What happens next is the webserver submits a job to the AWS Batch job queue. Batch will spin up an EC2 instance if none are currently operating in the compute environment. Then it will load the container with the model's dependencies from ECR, and the metaflow container with all the ScalingTL code on top of that. The model will train until the stopping criteria are met. Finally the model's weights will be saved to S3, and a registry of the model will be appended to the database.
- Simple: transfer learning on new data is started via a few button clicks on the website.
- Scalable: can scale to as many concurrent jobs as you want to pay for via AWS Batch.
- Reproducible: all steps of training are version controlled via Metaflow.
- Transparent: all trained models are available to everyone.
- Good for a large org that wants to empower its users or employees to easily build performant models on new data. Not good for a single user building models on their own (better to use Metaflow's python module than a website).
- Good for training on models that have large opportunities for transfer learning on new datasets with the the same data schema (e.g.
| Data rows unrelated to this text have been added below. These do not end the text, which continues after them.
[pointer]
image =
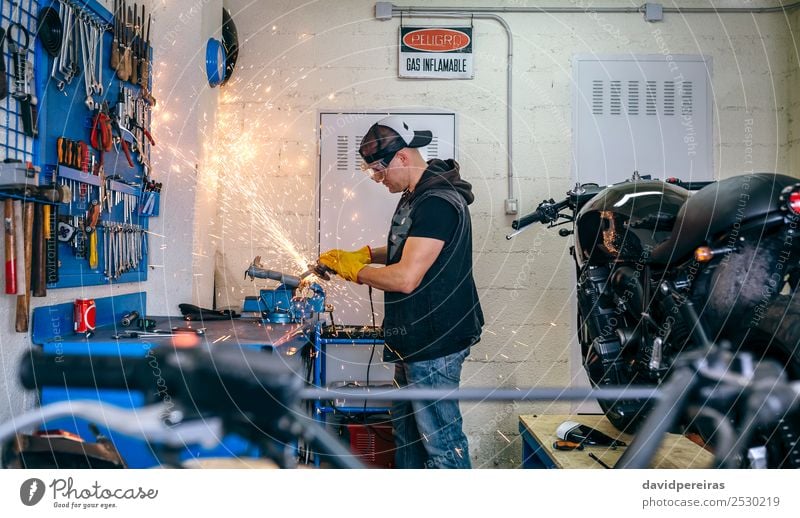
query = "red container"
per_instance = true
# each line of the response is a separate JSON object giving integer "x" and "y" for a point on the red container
{"x": 84, "y": 315}
{"x": 373, "y": 444}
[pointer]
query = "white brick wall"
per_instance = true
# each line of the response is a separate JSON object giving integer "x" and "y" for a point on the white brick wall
{"x": 297, "y": 59}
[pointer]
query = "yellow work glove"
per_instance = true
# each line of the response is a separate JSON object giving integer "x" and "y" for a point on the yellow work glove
{"x": 347, "y": 264}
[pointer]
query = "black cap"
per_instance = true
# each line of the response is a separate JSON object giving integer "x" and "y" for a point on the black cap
{"x": 389, "y": 135}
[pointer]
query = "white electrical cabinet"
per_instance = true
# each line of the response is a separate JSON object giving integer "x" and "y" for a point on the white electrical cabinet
{"x": 645, "y": 113}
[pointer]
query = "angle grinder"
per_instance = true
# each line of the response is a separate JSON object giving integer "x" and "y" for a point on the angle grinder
{"x": 318, "y": 269}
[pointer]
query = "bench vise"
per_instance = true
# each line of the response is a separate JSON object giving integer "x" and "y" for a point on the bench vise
{"x": 293, "y": 301}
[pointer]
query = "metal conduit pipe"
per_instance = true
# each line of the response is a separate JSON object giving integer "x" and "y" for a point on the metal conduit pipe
{"x": 590, "y": 9}
{"x": 489, "y": 14}
{"x": 483, "y": 394}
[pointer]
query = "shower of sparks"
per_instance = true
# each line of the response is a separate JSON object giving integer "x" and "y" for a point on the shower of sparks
{"x": 256, "y": 215}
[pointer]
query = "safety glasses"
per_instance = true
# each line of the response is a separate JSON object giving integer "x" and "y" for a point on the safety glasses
{"x": 377, "y": 169}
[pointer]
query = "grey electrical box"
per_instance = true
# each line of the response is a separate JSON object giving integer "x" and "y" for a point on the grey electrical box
{"x": 653, "y": 12}
{"x": 383, "y": 10}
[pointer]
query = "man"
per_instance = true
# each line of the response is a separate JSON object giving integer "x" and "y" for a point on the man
{"x": 433, "y": 315}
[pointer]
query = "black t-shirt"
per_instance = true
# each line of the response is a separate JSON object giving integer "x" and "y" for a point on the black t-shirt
{"x": 434, "y": 218}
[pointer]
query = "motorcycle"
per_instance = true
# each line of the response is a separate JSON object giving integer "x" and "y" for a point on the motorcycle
{"x": 667, "y": 269}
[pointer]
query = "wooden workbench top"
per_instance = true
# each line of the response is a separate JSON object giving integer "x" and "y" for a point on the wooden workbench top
{"x": 676, "y": 451}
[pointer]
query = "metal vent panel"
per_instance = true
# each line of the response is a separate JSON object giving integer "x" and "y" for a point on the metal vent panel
{"x": 641, "y": 113}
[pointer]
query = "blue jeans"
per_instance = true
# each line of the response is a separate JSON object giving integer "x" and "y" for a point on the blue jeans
{"x": 427, "y": 434}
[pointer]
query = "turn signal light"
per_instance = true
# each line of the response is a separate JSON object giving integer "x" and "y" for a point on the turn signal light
{"x": 794, "y": 202}
{"x": 703, "y": 254}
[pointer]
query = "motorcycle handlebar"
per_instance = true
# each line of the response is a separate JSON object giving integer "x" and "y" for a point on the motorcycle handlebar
{"x": 546, "y": 212}
{"x": 524, "y": 221}
{"x": 227, "y": 381}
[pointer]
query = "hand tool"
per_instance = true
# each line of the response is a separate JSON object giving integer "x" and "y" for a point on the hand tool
{"x": 128, "y": 318}
{"x": 318, "y": 269}
{"x": 23, "y": 75}
{"x": 23, "y": 301}
{"x": 92, "y": 220}
{"x": 11, "y": 250}
{"x": 144, "y": 76}
{"x": 145, "y": 324}
{"x": 114, "y": 59}
{"x": 567, "y": 445}
{"x": 599, "y": 461}
{"x": 52, "y": 245}
{"x": 3, "y": 78}
{"x": 49, "y": 30}
{"x": 134, "y": 78}
{"x": 39, "y": 265}
{"x": 65, "y": 232}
UniRep, DeepLabCut, etc.). Not good for training a be-all end-all model on a singular or evolving dataset (the frontend as well as the database of all trained models would be unnecessary).
-
Clone this repository:
git clone https://github.com/elyall/ScalingTL
-
Build docker container by following docker/README.md.
-
Set up Batch compute environment by following metaflow/cloudformation/README.md.
-
Install database by following mysql/README.md. Place it on an EC2 instance on the metaflow VPC so that batch jobs can easily write to it.
-
Install frontend by following dash/README.md. Place it on an EC2 instance on the database's VPC (read: metaflow's VPC) so that it can read/write to it.
-
Navigate to your website, load in a dataset, and perform transfer learning!
- Build out prediction pipeline.
- Separate UniRep model from repo to allow starting model to be plug and play.